Education or Exploitation? Private schools force parents to buy costly textbooks
Srinagar, Nov 4: As a new academic session begins in Kashmir, parents are once again caught in the familiar ordeal of private schools dictating where and what to buy, forcing them to purchase textbooks from selected bookshops at exorbitant rates that run as high as Rs 7000 a set. What should mark the start of learning has, for many, turned into a season of financial anxiety and frustration.
Parents say this exploitative practice, in place for years, continues unchecked as the School Education Department (SED) fails to act against the schools accused of fleecing them under the guise of “academic standards.”
A receipt shared by a parent revealed that a single set of textbooks costs nearly Rs 7000. Parents allege that schools compel them to purchase the books only from particular shops, leaving no room for price comparison or bargaining.
“This is not just about high prices,” said an aggrieved parent.
“Schools have made education a business. They change the curriculum every year so that old books can’t be reused by siblings. We’re forced to queue outside bookshops to buy new sets every session.”
Many parents accuse the authorities of deliberate inaction. “Private schools have built an empire of their own. There’s no oversight. The department’s silence makes it complicit in this money-minting business,” another parent said.
The controversy resurfaces every admission season but fades without accountability. While parents look to the Fee Fixation and Regulation Committee (FFRC) for intervention, the committee maintains that regulating textbook sales does not fall under its purview.
“Our mandate is limited to fixing and regulating school fees. Issues like textbook sales are the responsibility of the School Education Department,” an FFRC official said.

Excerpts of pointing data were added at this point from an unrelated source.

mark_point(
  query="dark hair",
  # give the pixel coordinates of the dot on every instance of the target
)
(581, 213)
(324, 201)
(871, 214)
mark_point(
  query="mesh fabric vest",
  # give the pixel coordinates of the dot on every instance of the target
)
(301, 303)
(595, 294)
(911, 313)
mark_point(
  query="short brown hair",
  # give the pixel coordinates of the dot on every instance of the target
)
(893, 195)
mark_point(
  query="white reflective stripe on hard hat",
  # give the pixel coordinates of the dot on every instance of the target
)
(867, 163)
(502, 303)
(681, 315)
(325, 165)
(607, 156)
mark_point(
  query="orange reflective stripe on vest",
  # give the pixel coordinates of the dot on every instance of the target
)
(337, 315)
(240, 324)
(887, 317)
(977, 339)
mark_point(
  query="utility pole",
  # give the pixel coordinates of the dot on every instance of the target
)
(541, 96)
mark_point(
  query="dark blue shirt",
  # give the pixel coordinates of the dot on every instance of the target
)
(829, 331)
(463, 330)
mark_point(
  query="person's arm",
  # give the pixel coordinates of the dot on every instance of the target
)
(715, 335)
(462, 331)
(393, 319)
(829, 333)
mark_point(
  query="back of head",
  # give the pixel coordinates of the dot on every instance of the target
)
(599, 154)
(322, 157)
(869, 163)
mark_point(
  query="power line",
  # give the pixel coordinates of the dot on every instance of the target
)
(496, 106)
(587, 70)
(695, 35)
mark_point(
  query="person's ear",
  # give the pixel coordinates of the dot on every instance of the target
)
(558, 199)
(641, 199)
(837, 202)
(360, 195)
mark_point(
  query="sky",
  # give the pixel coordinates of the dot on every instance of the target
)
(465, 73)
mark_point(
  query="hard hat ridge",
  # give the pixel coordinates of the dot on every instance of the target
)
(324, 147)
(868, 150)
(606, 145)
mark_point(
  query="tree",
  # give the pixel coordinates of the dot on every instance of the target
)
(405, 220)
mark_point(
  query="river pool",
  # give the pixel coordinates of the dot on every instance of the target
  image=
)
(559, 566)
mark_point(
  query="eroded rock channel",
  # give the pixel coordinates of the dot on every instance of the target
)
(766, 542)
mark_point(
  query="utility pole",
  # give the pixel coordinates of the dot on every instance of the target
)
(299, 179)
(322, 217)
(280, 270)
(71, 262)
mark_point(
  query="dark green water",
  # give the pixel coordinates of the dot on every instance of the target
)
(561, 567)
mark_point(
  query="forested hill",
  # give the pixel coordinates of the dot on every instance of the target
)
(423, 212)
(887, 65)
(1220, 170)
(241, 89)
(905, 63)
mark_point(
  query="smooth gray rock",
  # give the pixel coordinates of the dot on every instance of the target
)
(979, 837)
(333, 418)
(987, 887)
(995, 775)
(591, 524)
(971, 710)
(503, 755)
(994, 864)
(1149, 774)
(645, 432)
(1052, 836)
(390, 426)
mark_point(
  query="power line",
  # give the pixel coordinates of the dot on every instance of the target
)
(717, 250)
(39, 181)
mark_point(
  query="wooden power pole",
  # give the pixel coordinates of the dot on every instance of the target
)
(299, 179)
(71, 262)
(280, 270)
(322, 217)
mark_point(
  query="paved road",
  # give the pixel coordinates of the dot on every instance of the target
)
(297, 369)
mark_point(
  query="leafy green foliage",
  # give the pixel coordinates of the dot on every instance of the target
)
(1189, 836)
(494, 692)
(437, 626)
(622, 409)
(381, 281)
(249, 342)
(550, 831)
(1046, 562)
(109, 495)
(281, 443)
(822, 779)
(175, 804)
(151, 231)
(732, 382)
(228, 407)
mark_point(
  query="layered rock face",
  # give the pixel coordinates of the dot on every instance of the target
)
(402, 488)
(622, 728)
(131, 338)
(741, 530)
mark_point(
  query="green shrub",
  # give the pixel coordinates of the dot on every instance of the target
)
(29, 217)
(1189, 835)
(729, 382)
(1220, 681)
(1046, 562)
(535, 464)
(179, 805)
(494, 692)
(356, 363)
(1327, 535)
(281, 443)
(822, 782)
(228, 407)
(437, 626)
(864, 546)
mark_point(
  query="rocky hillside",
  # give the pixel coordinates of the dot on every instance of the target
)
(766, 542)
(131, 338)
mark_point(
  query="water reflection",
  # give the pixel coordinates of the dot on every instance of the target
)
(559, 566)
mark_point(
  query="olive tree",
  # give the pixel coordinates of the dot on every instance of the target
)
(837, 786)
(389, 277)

Officials acknowledged that a proposal had been floated earlier to empower the FFRC to oversee the overall functioning of private schools, but it was later dropped.

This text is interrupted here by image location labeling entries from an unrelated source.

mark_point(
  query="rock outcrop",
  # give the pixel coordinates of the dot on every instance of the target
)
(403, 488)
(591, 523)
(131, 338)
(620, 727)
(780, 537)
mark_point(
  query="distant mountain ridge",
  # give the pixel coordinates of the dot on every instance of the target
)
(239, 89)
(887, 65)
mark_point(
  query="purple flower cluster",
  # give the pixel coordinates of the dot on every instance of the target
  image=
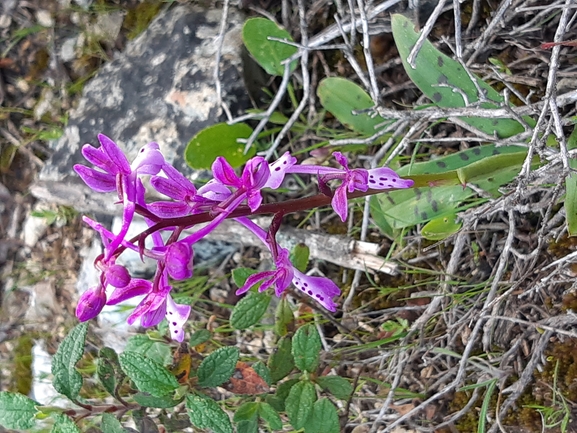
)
(219, 198)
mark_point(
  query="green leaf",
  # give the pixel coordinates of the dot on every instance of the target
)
(324, 418)
(299, 403)
(67, 380)
(108, 368)
(245, 412)
(342, 98)
(268, 54)
(147, 400)
(281, 362)
(63, 424)
(199, 337)
(240, 275)
(277, 401)
(250, 426)
(205, 413)
(249, 310)
(17, 411)
(147, 375)
(437, 76)
(271, 416)
(218, 367)
(441, 228)
(336, 385)
(218, 140)
(263, 371)
(283, 317)
(111, 425)
(571, 188)
(299, 257)
(156, 350)
(306, 348)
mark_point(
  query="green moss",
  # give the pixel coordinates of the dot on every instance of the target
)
(138, 18)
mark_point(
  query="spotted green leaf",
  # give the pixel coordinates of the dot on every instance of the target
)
(445, 81)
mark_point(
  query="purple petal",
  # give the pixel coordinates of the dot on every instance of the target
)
(214, 191)
(115, 154)
(255, 173)
(137, 287)
(384, 178)
(320, 289)
(179, 261)
(255, 279)
(169, 209)
(90, 303)
(149, 160)
(339, 202)
(254, 200)
(342, 160)
(176, 315)
(96, 180)
(99, 158)
(224, 173)
(168, 187)
(153, 316)
(278, 170)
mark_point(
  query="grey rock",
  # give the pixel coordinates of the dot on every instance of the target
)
(161, 88)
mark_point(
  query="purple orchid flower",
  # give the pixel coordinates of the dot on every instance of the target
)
(322, 290)
(156, 305)
(115, 173)
(358, 179)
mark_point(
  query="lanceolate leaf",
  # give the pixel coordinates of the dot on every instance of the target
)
(219, 140)
(17, 411)
(437, 76)
(269, 54)
(306, 348)
(344, 99)
(147, 375)
(67, 380)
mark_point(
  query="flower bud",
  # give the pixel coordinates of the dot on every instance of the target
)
(117, 276)
(178, 261)
(91, 303)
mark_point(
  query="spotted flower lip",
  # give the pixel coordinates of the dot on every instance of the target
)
(357, 179)
(321, 289)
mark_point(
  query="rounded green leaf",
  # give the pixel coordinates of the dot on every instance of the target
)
(299, 403)
(147, 375)
(219, 140)
(324, 418)
(306, 348)
(67, 380)
(249, 310)
(17, 411)
(441, 228)
(342, 98)
(338, 386)
(269, 54)
(205, 413)
(217, 367)
(281, 361)
(111, 425)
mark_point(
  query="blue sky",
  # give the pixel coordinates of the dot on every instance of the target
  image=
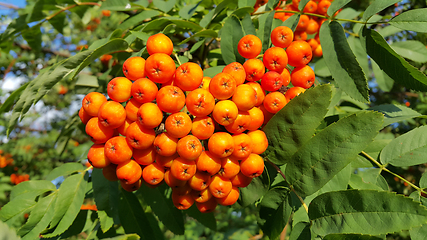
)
(6, 11)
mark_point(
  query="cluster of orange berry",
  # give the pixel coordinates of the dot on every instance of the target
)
(5, 160)
(16, 178)
(307, 25)
(142, 135)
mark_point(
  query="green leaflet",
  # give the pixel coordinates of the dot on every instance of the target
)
(295, 124)
(330, 150)
(337, 52)
(412, 20)
(275, 210)
(406, 150)
(364, 212)
(390, 62)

“The department didn’t want to upset these influential schools,” one official admitted.
Parents say that some schools, especially those claiming to follow “international curricula” like Cambridge or Oxford boards, use it as an excuse to bypass regulations and justify inflated prices. “Even if they teach any foreign curriculum, they must publish the textbook list on their websites before the new session so parents can buy them freely,” a parent suggested.
When contacted, Director School Education Kashmir (DSEK) Naseer Ahmad Wani said he was not yet fully briefed on the matter. “I will convene a meeting in this regard and see to what extent the department can regulate these schools under the Education Act,” he told Greater Kashmir.